Because of the possibility of systemic absorption of inhaled corticosteroids, patients treated with these drugs should be observed carefully for any evidence of systemic corticosteroid effects. Particular care should be taken in observing patients postoperatively or during periods of stress for evidence of inadequate adrenal response.
It is possible that systemic corticosteroid effects such as hypercorticism and adrenal suppression may appear in a small number of patients, particularly at higher doses. If such changes occur, fluticasone propionate inhalation powder should be reduced slowly, consistent with accepted procedures for reducing systemic corticosteroids and for management of asthma symptoms.
The long-term effects of fluticasone propionate in human subjects are not fully known. In particular, the effects resulting from chronic use of fluticasone propionate on developmental or immunologic processes in the mouth, pharynx, trachea, and lung are unknown. Some patients have received inhaled fluticasone propionate on a continuous basis for periods of 3 years or longer. In clinical studies with patients treated for 2 years with inhaled fluticasone propionate, no apparent differences in the type or severity of adverse reactions were observed after long- versus short-term treatment.

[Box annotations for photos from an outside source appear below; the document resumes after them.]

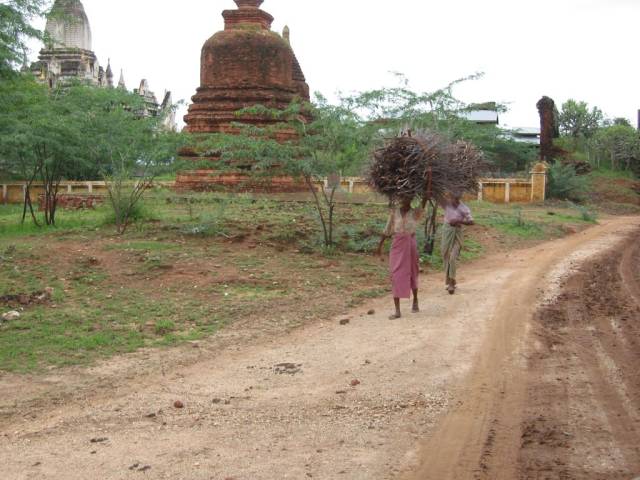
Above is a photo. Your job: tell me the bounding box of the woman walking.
[442,194,474,295]
[377,196,427,320]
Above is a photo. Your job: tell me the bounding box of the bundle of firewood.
[368,132,485,201]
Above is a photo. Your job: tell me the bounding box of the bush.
[547,162,589,202]
[105,200,154,225]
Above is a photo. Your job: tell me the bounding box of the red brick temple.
[176,0,309,191]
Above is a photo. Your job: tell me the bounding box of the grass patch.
[0,192,591,372]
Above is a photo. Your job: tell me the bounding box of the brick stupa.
[176,0,309,191]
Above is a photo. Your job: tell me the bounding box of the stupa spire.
[233,0,264,8]
[118,69,127,90]
[222,0,273,30]
[106,59,113,87]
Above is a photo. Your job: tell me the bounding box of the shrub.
[547,162,589,202]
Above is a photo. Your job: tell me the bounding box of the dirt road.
[0,218,640,480]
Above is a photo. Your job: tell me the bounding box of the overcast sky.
[27,0,640,127]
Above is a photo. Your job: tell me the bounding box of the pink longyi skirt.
[389,234,420,298]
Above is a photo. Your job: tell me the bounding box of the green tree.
[0,75,86,225]
[0,74,182,229]
[547,162,588,202]
[0,0,49,79]
[559,99,604,139]
[74,86,184,234]
[347,74,536,172]
[591,124,640,173]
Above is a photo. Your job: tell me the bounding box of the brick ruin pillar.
[537,96,558,162]
[531,162,548,202]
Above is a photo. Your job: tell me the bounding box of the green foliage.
[558,99,604,138]
[0,75,183,233]
[590,124,640,174]
[547,162,589,202]
[568,201,598,223]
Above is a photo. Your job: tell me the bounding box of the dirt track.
[0,218,640,480]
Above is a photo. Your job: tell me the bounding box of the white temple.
[30,0,176,130]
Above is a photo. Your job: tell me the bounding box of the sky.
[31,0,640,127]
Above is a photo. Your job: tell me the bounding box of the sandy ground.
[0,218,640,480]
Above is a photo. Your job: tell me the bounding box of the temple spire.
[106,59,113,87]
[233,0,264,8]
[118,69,127,90]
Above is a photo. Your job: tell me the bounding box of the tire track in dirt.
[519,233,640,480]
[0,218,640,480]
[403,219,640,480]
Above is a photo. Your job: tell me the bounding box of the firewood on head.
[368,132,485,202]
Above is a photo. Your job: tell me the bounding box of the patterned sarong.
[442,223,463,282]
[389,234,420,298]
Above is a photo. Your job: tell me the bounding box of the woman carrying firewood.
[442,193,474,295]
[377,196,427,320]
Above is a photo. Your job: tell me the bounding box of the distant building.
[24,0,177,130]
[509,127,540,146]
[460,110,500,125]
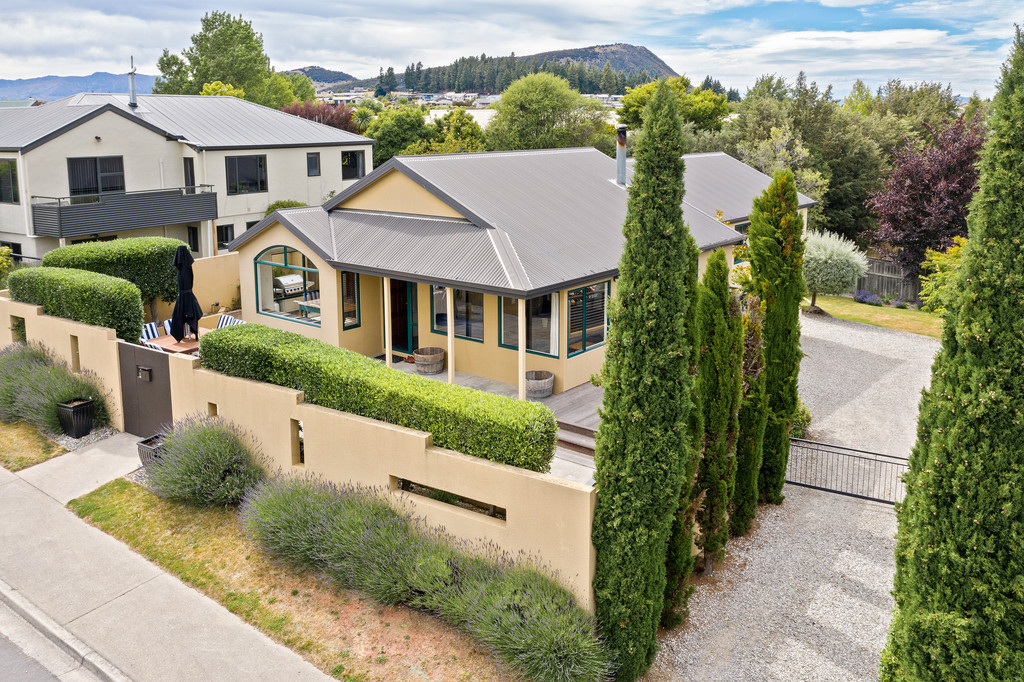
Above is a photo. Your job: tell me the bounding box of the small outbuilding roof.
[0,93,373,152]
[230,147,802,297]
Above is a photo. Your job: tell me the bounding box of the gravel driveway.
[644,485,896,682]
[644,315,940,682]
[800,314,940,457]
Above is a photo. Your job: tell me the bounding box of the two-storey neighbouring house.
[0,93,373,257]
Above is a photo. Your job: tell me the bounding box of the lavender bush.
[241,476,611,681]
[145,415,264,507]
[0,343,110,433]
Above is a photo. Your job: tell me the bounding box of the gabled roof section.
[0,100,179,153]
[0,93,373,152]
[238,148,743,297]
[671,152,817,223]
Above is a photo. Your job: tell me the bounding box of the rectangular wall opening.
[292,419,306,467]
[10,315,29,343]
[391,476,508,521]
[71,334,82,372]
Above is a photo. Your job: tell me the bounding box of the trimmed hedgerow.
[241,476,610,681]
[42,237,184,319]
[0,343,110,433]
[145,415,264,507]
[7,266,142,341]
[200,324,557,471]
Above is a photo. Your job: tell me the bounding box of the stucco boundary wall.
[170,355,597,612]
[0,290,125,431]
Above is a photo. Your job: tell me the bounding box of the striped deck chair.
[138,322,160,343]
[217,312,246,329]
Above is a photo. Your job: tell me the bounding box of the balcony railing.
[32,184,217,238]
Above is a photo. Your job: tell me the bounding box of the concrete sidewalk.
[0,434,331,682]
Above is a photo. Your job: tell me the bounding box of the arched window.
[254,246,321,327]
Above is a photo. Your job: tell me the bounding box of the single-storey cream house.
[229,148,813,395]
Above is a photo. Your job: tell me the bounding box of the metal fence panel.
[785,438,908,504]
[857,258,921,301]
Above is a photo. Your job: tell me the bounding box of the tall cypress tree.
[593,84,691,680]
[662,231,703,628]
[891,28,1024,680]
[694,249,743,573]
[729,296,768,536]
[748,170,804,504]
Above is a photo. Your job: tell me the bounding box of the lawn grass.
[68,479,517,681]
[0,422,66,471]
[804,294,942,339]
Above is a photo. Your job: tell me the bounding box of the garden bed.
[69,479,517,681]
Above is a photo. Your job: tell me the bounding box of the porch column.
[516,298,526,400]
[381,278,391,367]
[444,287,455,384]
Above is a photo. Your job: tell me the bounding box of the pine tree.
[694,249,743,574]
[729,296,768,536]
[748,170,804,504]
[884,28,1024,680]
[593,82,692,680]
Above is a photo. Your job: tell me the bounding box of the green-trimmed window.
[341,272,359,329]
[431,285,483,341]
[254,246,321,327]
[568,282,611,356]
[501,294,558,357]
[0,159,20,204]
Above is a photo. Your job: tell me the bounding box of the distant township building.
[0,93,373,257]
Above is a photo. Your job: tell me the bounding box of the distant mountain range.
[0,71,157,101]
[518,43,679,78]
[6,43,679,101]
[293,43,679,90]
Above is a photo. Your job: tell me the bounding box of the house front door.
[390,280,419,353]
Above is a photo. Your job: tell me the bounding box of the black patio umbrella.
[171,244,203,341]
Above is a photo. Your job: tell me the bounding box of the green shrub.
[8,266,142,341]
[242,477,610,682]
[42,237,184,321]
[200,324,557,471]
[790,396,811,438]
[0,247,14,289]
[145,416,263,507]
[263,199,308,218]
[0,343,110,433]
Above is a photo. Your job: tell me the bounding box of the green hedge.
[201,324,557,471]
[7,266,142,341]
[42,237,184,303]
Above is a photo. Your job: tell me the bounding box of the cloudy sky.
[0,0,1024,96]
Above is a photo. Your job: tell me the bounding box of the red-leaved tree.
[281,99,358,133]
[868,115,985,276]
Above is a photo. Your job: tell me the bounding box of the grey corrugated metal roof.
[0,93,372,151]
[268,206,523,293]
[237,148,743,295]
[643,152,816,223]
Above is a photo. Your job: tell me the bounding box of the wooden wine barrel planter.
[413,346,444,374]
[526,370,555,400]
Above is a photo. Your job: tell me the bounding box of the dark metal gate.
[785,438,908,504]
[118,341,171,437]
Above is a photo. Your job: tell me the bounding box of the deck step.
[558,422,595,438]
[558,429,595,457]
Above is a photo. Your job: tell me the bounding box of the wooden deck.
[543,382,604,437]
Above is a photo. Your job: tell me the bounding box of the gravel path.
[644,485,896,682]
[800,314,940,457]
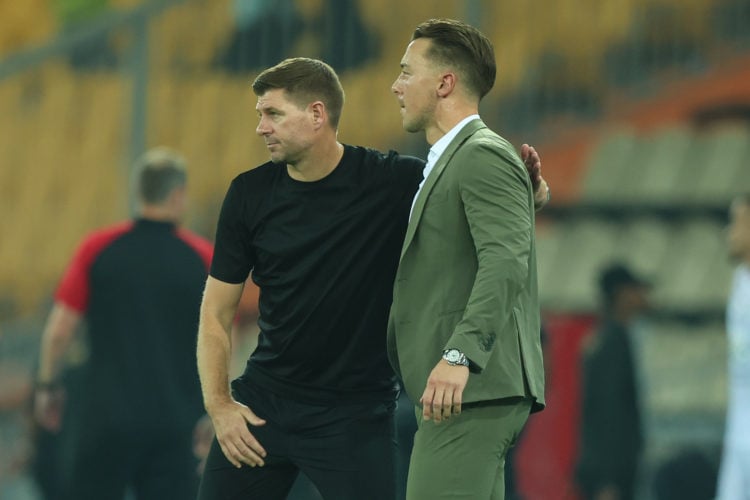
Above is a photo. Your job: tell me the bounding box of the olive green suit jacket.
[388,119,544,410]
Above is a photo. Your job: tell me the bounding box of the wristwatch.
[443,349,469,366]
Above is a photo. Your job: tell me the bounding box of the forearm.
[197,318,232,413]
[37,303,80,384]
[197,278,242,414]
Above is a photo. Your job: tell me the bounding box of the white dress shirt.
[409,115,479,219]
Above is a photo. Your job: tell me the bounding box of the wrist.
[443,348,469,367]
[34,380,63,392]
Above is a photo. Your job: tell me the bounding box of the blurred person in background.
[35,148,211,500]
[388,19,544,500]
[718,193,750,500]
[198,58,546,500]
[0,318,38,500]
[576,263,650,500]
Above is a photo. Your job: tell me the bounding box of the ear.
[309,101,328,128]
[437,73,457,97]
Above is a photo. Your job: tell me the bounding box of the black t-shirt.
[211,146,424,402]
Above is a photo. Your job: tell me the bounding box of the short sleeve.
[55,222,132,313]
[210,177,255,284]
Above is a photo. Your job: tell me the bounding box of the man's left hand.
[419,359,469,422]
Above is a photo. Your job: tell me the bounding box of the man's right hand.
[34,386,65,433]
[208,400,266,469]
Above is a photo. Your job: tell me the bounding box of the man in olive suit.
[388,19,544,500]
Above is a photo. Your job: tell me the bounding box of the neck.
[138,205,180,224]
[425,98,479,145]
[286,135,344,182]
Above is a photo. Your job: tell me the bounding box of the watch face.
[443,349,461,363]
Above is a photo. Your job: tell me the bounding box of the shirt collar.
[427,114,479,164]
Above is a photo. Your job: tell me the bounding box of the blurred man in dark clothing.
[35,149,212,500]
[577,264,649,500]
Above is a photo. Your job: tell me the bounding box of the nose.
[255,118,270,136]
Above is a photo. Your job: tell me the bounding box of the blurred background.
[0,0,750,500]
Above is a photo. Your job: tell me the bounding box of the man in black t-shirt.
[198,58,546,500]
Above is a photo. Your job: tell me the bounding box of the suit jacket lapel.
[401,120,487,259]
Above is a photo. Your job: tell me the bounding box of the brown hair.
[411,19,497,99]
[135,147,187,204]
[253,57,344,129]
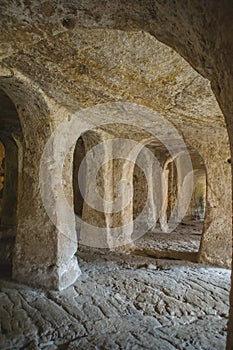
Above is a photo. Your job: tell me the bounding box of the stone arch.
[0,71,80,289]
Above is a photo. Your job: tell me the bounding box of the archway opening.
[133,143,207,261]
[0,90,22,274]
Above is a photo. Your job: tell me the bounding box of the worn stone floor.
[0,234,230,350]
[133,220,203,262]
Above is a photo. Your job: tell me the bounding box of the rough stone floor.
[133,220,203,262]
[0,238,230,350]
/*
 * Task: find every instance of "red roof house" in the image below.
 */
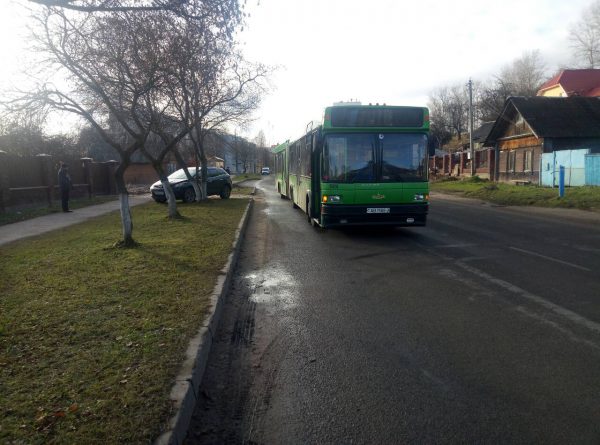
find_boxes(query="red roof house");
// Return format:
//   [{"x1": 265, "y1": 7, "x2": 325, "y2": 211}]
[{"x1": 537, "y1": 69, "x2": 600, "y2": 97}]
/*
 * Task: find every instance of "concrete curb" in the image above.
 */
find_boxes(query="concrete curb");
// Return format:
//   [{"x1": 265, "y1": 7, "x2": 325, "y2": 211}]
[{"x1": 154, "y1": 198, "x2": 254, "y2": 445}]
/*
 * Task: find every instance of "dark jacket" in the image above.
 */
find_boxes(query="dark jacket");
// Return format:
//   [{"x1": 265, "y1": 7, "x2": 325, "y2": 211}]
[{"x1": 58, "y1": 167, "x2": 71, "y2": 190}]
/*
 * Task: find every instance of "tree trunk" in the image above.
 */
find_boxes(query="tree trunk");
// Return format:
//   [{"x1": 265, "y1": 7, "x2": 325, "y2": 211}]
[
  {"x1": 115, "y1": 163, "x2": 136, "y2": 247},
  {"x1": 200, "y1": 152, "x2": 208, "y2": 200},
  {"x1": 160, "y1": 175, "x2": 181, "y2": 219},
  {"x1": 154, "y1": 164, "x2": 181, "y2": 219}
]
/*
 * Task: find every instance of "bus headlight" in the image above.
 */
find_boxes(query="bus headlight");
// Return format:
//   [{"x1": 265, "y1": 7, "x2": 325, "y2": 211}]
[{"x1": 322, "y1": 195, "x2": 342, "y2": 204}]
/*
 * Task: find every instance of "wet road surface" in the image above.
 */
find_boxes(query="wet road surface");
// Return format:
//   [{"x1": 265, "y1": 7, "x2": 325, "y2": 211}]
[{"x1": 188, "y1": 180, "x2": 600, "y2": 444}]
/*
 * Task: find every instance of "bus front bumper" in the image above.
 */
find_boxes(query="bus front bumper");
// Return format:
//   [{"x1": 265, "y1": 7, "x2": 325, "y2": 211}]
[{"x1": 321, "y1": 203, "x2": 429, "y2": 227}]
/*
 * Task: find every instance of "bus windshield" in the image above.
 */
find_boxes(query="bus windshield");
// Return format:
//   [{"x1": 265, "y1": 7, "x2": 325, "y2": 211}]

Rare instances of glaucoma, increased intraocular pressure, and cataracts have been reported following the inhaled administration of corticosteroids, including fluticasone propionate.
In clinical studies with inhaled fluticasone propionate, the development of localized infections of the pharynx with Candida albicans has occurred. When such an infection develops, it should be treated with appropriate local or systemic (i.e., oral antifungal) therapy while remaining on treatment with fluticasone propionate inhalation powder, but at times therapy with fluticasone propionate may need to be interrupted.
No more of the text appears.